Author: Peter Sullivan
People are having to return to the hospital less for costly readmissions because of an Affordable Care Act program, according to a new study by the Department of Health and Human Services.
The study, published in the New England Journal of Medicine, finds that an Affordable Care Act program has helped prevent 565,000 hospital readmissions over five years.
The program, called the Hospital Readmission Reduction Program, seeks to prevent patients from having to return for another hospital stay after they are discharged, which HHS says is a sign of poor quality of care and costs Medicare more than $17 billion per year.
To try to address this problem, the program gives hospitals a financial incentive to reduce readmissions by penalizing hospitals with higher than expected readmission rates.

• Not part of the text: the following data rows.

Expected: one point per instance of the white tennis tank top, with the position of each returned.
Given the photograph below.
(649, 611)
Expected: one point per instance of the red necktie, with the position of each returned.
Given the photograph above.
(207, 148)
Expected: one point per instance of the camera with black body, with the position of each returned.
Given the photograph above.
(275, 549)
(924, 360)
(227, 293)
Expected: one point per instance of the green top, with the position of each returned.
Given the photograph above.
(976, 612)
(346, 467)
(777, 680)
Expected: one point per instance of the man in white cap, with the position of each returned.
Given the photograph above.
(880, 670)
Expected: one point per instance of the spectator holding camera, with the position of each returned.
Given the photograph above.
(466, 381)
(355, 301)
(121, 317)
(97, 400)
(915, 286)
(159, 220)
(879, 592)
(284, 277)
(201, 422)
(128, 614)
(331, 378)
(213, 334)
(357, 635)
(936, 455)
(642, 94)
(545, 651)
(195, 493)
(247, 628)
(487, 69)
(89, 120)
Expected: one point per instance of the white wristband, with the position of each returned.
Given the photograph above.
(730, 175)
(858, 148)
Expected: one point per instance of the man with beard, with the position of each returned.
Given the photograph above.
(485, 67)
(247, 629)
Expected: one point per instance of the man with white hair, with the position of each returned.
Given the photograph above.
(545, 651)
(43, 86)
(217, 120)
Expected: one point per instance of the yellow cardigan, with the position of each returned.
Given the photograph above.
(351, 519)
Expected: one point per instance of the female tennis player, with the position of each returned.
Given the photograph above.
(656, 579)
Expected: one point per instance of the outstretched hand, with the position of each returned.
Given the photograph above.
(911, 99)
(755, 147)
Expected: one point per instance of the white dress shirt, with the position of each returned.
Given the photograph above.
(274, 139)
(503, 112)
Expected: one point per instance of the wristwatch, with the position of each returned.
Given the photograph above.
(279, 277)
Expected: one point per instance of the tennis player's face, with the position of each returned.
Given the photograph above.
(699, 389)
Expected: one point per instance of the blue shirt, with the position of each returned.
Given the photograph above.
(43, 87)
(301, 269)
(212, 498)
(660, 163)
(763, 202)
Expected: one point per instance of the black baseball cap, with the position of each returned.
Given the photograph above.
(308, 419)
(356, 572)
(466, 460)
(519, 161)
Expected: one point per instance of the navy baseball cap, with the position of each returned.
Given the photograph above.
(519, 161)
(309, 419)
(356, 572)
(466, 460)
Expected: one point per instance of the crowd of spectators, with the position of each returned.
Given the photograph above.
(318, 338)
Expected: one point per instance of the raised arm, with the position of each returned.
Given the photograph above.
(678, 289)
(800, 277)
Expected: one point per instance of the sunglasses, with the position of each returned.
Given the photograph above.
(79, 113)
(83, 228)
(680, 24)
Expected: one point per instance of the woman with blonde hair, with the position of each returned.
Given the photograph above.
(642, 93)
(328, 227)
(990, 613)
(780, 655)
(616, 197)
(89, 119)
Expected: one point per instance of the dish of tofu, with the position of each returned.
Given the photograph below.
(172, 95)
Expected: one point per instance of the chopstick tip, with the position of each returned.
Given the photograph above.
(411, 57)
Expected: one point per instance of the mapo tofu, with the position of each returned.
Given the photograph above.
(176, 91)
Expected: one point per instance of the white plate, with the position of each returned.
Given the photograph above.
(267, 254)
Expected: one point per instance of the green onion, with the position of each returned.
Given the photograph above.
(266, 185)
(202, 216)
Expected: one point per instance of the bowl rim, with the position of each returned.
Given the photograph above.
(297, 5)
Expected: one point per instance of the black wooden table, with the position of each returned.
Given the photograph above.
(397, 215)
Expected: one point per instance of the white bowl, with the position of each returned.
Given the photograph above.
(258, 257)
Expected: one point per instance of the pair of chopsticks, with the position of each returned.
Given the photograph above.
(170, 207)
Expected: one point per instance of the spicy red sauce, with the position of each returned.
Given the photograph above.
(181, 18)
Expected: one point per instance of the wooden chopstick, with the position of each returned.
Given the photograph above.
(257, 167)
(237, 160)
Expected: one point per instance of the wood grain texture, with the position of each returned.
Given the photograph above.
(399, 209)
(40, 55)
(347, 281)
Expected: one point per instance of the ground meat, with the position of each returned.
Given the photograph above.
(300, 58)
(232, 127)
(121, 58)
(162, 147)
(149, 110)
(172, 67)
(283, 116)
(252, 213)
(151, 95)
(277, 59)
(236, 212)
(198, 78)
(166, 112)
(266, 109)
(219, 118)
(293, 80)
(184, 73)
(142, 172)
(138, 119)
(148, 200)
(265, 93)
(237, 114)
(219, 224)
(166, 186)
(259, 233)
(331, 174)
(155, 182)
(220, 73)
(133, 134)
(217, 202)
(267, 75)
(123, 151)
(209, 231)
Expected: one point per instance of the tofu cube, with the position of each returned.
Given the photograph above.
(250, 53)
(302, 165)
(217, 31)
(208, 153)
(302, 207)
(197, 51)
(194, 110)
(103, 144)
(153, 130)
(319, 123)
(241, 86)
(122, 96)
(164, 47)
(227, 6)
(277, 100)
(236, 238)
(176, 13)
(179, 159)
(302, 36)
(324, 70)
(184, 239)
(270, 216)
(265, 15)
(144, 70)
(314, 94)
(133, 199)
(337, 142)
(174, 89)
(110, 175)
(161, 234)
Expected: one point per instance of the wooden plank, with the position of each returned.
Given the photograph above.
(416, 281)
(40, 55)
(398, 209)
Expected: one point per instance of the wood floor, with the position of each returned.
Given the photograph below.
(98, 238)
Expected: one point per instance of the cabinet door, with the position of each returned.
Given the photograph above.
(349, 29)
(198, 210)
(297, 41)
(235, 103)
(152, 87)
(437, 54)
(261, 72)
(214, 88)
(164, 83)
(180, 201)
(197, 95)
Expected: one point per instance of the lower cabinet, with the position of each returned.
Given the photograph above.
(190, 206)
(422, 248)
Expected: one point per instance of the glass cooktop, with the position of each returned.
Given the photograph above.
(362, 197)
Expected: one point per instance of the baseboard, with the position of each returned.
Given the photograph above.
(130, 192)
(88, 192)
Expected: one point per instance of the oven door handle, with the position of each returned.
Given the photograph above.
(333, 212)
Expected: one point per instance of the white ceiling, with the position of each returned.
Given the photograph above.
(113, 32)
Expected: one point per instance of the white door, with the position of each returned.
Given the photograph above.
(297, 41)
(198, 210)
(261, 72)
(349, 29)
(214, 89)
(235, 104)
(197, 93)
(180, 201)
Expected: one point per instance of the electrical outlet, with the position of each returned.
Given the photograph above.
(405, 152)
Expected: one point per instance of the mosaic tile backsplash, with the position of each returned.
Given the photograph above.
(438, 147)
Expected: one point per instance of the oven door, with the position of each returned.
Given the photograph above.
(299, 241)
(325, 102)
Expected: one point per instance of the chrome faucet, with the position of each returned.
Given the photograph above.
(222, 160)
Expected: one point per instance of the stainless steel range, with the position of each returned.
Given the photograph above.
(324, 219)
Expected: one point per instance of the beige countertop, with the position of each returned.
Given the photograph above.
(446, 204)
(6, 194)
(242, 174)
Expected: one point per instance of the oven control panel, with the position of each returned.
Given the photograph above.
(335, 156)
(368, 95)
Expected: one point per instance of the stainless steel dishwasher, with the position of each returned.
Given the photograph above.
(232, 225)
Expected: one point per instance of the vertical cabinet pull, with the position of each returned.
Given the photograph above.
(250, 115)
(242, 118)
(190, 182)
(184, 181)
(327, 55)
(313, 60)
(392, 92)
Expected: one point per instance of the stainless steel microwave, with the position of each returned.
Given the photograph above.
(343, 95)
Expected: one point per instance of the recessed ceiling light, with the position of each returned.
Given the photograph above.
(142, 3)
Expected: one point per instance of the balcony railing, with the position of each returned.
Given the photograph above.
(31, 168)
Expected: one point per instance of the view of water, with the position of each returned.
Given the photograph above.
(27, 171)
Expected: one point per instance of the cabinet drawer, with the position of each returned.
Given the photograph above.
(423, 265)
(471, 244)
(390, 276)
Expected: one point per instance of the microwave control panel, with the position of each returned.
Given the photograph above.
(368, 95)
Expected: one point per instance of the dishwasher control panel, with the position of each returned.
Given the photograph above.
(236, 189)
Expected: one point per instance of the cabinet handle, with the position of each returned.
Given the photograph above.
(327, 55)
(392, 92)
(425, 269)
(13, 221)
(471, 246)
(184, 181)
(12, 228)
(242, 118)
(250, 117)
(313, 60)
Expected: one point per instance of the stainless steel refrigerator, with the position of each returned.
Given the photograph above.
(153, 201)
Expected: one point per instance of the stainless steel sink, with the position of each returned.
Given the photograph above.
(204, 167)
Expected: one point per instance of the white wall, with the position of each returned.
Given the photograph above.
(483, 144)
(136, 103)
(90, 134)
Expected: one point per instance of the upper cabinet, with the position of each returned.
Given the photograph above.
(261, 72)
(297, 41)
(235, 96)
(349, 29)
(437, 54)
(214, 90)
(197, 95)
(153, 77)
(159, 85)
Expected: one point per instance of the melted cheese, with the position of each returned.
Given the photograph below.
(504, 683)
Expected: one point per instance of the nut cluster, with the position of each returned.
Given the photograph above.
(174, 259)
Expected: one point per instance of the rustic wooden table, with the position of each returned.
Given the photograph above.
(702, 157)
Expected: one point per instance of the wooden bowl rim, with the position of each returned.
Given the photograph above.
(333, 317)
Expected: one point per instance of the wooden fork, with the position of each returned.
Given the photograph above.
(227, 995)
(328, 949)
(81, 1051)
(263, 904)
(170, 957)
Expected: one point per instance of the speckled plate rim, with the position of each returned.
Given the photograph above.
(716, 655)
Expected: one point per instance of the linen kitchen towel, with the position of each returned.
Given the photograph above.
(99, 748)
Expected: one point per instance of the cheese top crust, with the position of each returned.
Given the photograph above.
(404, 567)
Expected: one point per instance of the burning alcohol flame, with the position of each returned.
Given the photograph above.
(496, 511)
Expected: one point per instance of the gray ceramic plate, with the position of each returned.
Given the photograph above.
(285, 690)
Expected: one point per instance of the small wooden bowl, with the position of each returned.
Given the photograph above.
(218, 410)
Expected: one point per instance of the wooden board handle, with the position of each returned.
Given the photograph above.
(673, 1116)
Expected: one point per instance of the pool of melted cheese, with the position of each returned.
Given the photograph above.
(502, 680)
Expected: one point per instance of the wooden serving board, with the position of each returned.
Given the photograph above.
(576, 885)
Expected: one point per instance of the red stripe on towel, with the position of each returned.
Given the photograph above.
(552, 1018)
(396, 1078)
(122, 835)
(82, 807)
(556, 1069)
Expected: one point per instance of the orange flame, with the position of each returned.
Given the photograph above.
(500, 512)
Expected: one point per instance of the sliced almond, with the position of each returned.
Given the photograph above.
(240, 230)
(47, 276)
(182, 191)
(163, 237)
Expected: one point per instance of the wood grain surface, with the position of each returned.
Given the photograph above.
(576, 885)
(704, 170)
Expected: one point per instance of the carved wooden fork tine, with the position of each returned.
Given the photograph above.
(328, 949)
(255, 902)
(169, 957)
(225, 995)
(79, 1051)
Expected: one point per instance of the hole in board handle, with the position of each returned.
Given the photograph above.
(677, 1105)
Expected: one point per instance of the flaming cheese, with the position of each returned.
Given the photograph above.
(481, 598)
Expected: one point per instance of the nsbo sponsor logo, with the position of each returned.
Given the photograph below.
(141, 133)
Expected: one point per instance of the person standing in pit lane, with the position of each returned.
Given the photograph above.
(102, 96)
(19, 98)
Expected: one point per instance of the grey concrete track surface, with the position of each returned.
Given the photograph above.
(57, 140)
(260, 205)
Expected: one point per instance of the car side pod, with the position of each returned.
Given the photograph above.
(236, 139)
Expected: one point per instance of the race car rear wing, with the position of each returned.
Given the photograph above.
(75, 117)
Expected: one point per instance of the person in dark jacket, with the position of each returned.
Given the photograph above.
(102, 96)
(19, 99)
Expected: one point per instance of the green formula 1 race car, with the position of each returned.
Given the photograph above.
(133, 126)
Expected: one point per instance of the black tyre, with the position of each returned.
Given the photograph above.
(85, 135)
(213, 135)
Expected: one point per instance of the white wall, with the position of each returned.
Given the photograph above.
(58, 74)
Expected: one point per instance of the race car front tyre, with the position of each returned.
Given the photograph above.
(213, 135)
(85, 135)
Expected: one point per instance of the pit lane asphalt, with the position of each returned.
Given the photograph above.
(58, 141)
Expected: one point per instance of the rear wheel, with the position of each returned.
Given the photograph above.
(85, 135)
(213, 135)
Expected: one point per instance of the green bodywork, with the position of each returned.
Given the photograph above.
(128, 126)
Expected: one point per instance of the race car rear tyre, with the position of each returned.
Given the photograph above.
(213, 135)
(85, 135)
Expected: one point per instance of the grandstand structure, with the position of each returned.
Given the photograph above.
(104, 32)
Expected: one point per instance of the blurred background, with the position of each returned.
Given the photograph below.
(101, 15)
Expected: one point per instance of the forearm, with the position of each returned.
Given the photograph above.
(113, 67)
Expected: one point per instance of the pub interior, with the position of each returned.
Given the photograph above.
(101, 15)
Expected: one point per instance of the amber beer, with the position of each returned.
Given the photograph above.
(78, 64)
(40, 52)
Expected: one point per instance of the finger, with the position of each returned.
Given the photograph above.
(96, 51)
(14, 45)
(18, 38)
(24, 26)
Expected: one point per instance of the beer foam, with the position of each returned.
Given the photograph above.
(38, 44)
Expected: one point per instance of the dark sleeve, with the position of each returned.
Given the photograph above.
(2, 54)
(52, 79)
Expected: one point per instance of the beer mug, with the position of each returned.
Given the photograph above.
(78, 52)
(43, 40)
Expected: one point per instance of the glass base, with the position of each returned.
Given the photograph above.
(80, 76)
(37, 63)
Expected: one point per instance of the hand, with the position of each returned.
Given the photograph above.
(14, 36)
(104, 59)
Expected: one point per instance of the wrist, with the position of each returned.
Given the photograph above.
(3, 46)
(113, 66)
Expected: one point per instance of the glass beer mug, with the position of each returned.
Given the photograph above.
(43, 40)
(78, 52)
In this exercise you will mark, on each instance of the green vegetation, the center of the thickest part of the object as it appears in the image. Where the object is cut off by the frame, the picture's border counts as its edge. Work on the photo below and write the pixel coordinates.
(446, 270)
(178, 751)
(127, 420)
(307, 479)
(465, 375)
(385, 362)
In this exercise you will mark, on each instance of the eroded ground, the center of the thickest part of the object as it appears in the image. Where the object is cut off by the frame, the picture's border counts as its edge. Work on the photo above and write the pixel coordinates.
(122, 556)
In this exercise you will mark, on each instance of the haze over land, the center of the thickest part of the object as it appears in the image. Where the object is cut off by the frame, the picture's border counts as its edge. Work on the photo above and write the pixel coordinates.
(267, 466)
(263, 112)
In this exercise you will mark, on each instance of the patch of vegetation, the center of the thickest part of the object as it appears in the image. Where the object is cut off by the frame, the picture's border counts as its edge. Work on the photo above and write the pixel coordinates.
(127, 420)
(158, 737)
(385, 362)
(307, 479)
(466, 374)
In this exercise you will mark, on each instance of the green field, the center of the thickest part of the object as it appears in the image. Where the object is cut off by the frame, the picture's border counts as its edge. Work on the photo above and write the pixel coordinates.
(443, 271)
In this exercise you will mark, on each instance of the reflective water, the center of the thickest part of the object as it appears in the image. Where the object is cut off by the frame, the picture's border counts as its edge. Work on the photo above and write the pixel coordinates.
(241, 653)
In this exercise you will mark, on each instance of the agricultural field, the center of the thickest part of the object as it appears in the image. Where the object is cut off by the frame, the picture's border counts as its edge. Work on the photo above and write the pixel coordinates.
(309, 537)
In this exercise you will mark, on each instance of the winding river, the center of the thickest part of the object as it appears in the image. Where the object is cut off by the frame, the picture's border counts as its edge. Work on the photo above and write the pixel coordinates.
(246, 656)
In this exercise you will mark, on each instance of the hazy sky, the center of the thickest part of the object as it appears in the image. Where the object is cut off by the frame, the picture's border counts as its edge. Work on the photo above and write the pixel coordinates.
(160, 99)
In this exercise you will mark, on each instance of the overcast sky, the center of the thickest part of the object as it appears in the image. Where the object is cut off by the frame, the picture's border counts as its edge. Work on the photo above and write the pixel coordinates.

The study finds a sharp decline in readmissions beginning with the passage of the Affordable Care Act, declining from a 21 percent readmission rate to a 18 percent readmission rate, before flattening again at that new level.
The study also found that there is no evidence that hospitals are gaming the system by classifying patients under short-term “observation stays” so as to avoid the penalties.
“The Hospital Readmissions Reduction Program is just one part of the Administration’s broader strategy to promote better care, smarter spending and healthier people by paying providers for what works, unlocking health care data, and finding new ways to coordinate and integrate care to improve quality,” Rachael Zuckerman, an HHS economist, wrote in a blog post.